In acute kidney injury (acute renal failure) there is sudden impairment in renal function leading to inability of the kidney to excrete nitrogenous waste and electrolytes. It is defined as a rise in the plasma creatinine concentration to twice the upper limit of normal, i.e. 1.5 mg/dL (130 mmol/L) accompanied by a reduction in urine flow rate to <1 mL/kg/hour. However, renal failure can occur without oliguria. It results from a significant fall in glomerular filtration rate with failure of tubular reabsorption of salt and water.

Causes

Different in neonates from children and adults as usually prerenal (Table 51.1). Mild renal impairment is not uncommon in the first few days of life, particularly in preterm infants, and is usually transient.
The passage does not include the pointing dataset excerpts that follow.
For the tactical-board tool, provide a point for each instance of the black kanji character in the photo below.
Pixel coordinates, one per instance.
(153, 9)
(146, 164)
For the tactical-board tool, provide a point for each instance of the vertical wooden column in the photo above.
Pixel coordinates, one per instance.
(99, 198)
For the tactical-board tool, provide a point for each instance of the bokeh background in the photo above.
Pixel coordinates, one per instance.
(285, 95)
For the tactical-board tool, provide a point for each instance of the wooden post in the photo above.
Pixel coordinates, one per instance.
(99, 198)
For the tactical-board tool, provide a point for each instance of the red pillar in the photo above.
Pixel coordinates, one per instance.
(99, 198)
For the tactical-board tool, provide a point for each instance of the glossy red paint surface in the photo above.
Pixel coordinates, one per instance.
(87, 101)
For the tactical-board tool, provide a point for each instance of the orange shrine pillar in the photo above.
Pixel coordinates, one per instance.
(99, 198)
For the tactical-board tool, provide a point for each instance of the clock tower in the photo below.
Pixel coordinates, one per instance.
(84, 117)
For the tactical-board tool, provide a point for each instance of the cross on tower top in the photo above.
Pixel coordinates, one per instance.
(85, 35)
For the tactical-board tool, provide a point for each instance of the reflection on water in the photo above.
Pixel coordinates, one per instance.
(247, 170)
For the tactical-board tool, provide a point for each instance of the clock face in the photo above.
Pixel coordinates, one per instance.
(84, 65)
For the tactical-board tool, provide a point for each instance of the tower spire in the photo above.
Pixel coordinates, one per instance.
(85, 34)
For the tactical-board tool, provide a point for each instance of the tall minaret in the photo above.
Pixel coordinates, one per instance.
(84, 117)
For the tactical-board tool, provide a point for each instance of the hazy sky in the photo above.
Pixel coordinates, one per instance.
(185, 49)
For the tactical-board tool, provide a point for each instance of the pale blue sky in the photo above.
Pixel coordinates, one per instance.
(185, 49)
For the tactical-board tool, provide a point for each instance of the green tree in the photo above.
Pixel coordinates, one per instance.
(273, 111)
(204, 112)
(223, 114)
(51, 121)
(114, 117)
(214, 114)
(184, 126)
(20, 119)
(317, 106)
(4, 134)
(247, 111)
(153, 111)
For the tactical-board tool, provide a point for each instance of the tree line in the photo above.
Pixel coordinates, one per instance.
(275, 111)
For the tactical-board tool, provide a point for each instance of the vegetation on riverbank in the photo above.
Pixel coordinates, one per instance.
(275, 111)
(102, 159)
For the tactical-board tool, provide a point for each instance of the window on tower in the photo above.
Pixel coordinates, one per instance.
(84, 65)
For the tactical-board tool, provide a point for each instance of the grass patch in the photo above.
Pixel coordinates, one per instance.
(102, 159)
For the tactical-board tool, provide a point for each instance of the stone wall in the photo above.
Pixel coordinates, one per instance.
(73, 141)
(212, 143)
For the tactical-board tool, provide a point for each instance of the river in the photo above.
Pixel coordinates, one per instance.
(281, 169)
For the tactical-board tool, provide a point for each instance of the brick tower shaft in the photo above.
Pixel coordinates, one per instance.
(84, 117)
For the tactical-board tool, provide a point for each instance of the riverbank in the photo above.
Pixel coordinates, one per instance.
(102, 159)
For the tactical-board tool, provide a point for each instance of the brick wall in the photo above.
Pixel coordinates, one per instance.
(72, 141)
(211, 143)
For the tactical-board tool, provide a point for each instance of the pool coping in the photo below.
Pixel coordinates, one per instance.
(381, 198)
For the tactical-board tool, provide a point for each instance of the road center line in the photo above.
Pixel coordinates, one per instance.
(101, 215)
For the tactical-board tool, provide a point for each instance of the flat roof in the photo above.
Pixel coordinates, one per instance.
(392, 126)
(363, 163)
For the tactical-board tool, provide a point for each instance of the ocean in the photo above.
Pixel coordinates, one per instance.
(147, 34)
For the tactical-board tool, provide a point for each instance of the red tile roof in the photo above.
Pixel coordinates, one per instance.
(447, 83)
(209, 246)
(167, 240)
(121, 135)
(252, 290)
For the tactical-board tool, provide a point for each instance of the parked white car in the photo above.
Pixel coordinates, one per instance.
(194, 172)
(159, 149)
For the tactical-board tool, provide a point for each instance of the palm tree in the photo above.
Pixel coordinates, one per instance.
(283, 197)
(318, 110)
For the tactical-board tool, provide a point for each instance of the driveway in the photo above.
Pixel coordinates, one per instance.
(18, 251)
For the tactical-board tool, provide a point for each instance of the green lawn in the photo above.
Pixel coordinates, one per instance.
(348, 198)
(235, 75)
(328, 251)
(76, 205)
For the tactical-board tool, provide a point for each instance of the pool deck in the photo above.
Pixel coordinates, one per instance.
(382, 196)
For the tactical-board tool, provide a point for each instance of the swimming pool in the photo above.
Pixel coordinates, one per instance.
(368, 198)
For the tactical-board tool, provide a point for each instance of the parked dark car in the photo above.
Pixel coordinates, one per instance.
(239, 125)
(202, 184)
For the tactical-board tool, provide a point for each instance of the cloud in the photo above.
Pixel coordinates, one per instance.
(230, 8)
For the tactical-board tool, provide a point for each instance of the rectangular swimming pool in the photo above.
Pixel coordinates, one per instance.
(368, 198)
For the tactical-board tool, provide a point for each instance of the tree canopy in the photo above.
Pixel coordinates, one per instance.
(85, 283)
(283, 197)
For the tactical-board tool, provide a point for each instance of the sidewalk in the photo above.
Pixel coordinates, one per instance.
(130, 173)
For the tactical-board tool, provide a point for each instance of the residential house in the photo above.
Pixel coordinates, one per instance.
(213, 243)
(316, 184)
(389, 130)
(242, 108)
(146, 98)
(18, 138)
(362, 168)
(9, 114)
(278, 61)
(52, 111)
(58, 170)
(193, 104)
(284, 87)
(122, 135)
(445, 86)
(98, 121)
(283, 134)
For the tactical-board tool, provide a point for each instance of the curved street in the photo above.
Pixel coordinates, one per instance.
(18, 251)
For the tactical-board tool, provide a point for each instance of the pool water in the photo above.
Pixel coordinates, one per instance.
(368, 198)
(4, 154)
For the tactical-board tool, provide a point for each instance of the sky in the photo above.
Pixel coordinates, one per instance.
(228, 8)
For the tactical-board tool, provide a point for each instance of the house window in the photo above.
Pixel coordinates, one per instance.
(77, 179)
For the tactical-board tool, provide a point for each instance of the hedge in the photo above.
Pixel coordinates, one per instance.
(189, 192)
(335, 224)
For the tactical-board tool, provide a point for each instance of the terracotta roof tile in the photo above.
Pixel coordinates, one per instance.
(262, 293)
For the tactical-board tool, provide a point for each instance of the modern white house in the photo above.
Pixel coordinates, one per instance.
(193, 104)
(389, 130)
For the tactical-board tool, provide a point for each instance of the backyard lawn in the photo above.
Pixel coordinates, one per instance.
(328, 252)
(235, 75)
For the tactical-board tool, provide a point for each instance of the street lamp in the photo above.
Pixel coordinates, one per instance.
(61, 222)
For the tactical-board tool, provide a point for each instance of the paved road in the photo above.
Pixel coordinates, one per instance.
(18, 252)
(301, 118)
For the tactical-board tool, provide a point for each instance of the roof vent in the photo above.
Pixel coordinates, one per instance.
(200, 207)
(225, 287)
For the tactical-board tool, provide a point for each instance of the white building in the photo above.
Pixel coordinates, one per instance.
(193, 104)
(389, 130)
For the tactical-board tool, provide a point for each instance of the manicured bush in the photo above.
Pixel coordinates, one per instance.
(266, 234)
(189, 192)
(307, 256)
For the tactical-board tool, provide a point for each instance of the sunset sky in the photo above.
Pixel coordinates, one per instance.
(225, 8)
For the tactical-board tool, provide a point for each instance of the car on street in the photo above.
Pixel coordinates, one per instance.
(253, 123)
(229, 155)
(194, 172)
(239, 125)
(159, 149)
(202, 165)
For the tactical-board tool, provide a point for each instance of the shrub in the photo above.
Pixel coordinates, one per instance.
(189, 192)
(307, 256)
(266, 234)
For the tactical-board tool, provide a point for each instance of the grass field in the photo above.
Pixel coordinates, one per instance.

Table 51.1 Causes of acute kidney injury (acute renal failure) in neonates.

Prerenal	Renal	Postrenal
Hypovolemia	Acute tubular necrosis secondary to an uncorrected prerenal cause	Congenital obstructive uropathy – posterior urethral valves, etc.
Dehydration, sepsis, necrotizing enterocolitis	Congenital renal abnormality, e.g. polycystic kidney disease, renal agenesis, renal hypodysplasia
Blood loss: antepartum, neonatal
Heart failure	Vascular insult – renal vein thrombosis, renal artery thrombosis (associated with use of umbilical arterial lines)	Neurogenic bladder
Hypoxia including birth asphyxia
	Nephrotoxins, e.g. aminoglycosides
	Infection – pyelonephritis

Clinical features

• Creatinine concentration raised – at birth it reflects maternal creatinine, falls over the next 4-6 weeks; a rising creatinine after day 1 suggests acute kidney injury
• Urinary features – oliguria, hematuria, proteinuria
• Clinical features – edema, dehydration, vomiting, lethargy, seizures, hypertension
• Other biochemical features – hyperkalemia, acidosis, hyperphosphatemia and hypocalcemia

Investigations

Ultrasound of kidneys and urinary tract – identifies if there are abnormal kidneys, outflow obstruction, abnormal blood flow in renal arteries and veins.

Management

Prevention

• Monitor the creatinine, blood urea nitrogen (urea) and electrolytes of newborn infants who have been exposed to risk factors for acute kidney injury, such as birth asphyxia or sepsis
• Early treatment of hypovolemia
• Relief of obstruction
• Avoid nephrotoxic agents if possible

Electrolyte and fluid management

• Restrict sodium, potassium and phosphate. Use calcium carbonate as phosphate binder. Correct metabolic acidosis.
• High-dose furosemide 2–5 mg/kg to convert oliguric into non-oliguric renal failure.
• Nutritional support.
• Renal replacement therapy – rarely needed, only if fluid and metabolic abnormalities cannot be corrected. Peritoneal dialysis is preferable but may not be possible (e.g. abdominal wall defects or necrotizing enterocolitis). Hemodialysis is difficult due to vascular access and risks associated with anticoagulation. Continuous veno-venous hemofiltration is more gentle and better tolerated, especially in the sick neonate unable to tolerate intermittent hemodialysis.

Prognosis

Infants who develop acute kidney injury in the neonatal period have increased mortality, highest in extremely preterm.

Infants who have chronic kidney disease and need to start renal replacement therapy in the neonatal period have a 2-year survival rate of 81%, with infection being the most common cause of death. The 5-year survival rate is 76%. However, there is significant comorbidity in the survivors, with growth problems, anemia and hypertension.